2Partant du principe que la technologie a nécessairement un impact sur les évolutions du voyage contemporain, l’auteur entreprend de montrer en quoi « le culte de la vitesse », fruit d’une civilisation technicienne célébré par les avant-gardes du début du XXe siècle, a créé une rupture, aussi bien dans les représentations de l’ailleurs et de l’altérité que dans les manières d’écrire le voyage, et favorisé une sorte de poétique d’époque, dont Paul Morand apparaît comme le représentant le plus emblématique. À ce moment clé du début du siècle, qui coïncide avec la modernité du « machinisme » industriel, où la vitesse accrue des modes de transport va bénéficier au plus grand nombre et annoncer la révolution du tourisme mondialisé de masse, succéderait, à l’orée de l’ère post-moderne, une forme de retournement (pressenti par Morand lui-même), aboutissant à privilégier la lenteur et la recherche de déplacements hors des sentiers battus, et permettant une approche plus empathique de l’altérité. Le choix de Bouvier, comme auteur non moins emblématique de cette poétique du sensible, s’impose de façon tout aussi évidente que celui de Morand, au point de constituer une sorte de diptyque contrasté.

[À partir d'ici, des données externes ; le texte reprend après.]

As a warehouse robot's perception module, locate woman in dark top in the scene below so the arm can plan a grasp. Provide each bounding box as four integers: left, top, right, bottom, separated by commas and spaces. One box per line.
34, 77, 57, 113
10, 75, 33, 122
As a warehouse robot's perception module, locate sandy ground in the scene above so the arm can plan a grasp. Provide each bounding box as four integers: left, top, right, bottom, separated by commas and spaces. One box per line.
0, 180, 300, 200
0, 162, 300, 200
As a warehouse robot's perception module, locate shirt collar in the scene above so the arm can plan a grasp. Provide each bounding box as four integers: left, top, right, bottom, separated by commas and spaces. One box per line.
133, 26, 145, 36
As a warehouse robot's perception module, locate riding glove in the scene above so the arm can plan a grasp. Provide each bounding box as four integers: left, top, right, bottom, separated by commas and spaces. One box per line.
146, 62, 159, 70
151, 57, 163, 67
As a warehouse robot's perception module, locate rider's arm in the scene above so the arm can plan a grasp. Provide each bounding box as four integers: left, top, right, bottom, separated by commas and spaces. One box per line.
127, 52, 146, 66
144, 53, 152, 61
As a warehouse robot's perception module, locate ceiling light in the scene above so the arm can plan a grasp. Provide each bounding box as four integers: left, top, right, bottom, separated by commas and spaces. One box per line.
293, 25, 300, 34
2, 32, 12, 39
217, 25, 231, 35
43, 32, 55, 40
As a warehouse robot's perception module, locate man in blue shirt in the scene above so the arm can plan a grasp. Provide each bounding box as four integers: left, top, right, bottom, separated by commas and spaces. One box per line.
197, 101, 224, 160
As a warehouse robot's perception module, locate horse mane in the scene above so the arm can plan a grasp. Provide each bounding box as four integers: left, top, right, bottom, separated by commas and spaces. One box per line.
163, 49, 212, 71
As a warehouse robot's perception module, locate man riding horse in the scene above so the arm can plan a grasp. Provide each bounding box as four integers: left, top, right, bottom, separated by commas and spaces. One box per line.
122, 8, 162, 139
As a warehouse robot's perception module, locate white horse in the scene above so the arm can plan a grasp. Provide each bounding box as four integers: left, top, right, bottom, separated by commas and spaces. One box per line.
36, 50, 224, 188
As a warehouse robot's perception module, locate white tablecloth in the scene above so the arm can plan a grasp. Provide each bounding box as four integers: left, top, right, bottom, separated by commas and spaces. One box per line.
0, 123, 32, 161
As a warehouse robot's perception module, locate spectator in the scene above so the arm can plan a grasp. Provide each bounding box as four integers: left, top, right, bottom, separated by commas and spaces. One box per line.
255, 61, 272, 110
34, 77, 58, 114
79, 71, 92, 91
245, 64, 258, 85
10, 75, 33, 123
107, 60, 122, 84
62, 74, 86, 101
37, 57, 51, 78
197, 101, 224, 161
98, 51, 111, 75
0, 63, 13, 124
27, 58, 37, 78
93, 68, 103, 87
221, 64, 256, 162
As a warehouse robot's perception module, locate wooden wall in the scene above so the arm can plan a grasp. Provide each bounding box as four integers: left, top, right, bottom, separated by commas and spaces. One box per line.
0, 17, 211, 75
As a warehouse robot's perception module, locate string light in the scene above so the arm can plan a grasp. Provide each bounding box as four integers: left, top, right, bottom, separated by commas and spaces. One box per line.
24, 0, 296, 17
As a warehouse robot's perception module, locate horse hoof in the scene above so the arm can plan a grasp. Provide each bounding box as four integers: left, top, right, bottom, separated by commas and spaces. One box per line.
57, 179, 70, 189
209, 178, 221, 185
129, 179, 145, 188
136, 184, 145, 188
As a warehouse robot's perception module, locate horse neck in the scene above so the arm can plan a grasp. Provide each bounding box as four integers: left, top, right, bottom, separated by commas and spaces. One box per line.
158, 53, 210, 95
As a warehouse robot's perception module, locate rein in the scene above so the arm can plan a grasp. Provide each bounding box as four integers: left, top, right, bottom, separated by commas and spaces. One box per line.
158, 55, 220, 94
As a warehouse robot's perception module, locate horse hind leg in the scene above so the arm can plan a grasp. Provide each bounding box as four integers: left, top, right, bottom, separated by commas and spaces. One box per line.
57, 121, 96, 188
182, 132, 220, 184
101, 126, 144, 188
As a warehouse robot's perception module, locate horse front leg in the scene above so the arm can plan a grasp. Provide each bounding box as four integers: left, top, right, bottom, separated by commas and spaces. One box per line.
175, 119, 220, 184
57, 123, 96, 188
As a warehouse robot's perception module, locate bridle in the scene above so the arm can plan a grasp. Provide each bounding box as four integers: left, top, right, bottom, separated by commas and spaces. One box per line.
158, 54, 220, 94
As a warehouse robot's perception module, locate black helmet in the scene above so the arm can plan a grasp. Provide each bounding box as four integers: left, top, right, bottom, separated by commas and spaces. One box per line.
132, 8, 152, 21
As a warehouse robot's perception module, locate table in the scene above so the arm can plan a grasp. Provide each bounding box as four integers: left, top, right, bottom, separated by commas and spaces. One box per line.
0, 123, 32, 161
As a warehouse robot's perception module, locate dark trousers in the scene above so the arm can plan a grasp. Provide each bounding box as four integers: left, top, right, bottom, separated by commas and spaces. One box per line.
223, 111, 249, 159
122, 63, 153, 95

3Telle est, grossièrement résumée, la thèse de l’ouvrage, qui, sur la base de ce diptyque, entreprend d’explorer l’avers et l’envers d’une même pratique voyageuse, saisie dans sa double version, début et fin de siècle : « Morand-Express » d’un côté, « Bouvier-Omnibus », de l’autre, pour reprendre les titres des deux premiers chapitres. La robustesse de cette opposition, invitant à voir, dans l’éloge moderniste de la vitesse et le recours post-moderne à la lenteur, la source de deux visions du monde antagonistes, est-elle pour autant à même d’éclairer au plus profond la singularité des parcours de Morand et de Bouvier, deux écrivains tellement dissemblables que l’on se demande quel sens il peut y avoir à les associer ? C’est le postulat sur lequel repose l’ouvrage, et qui explique le choix de deux auteurs que tout oppose, et donc que rien n’amène à comparer, si ce n’est, précisément, à mettre en évidence cette opposition première, qui a visiblement pour l’auteure une dimension paradigmatique.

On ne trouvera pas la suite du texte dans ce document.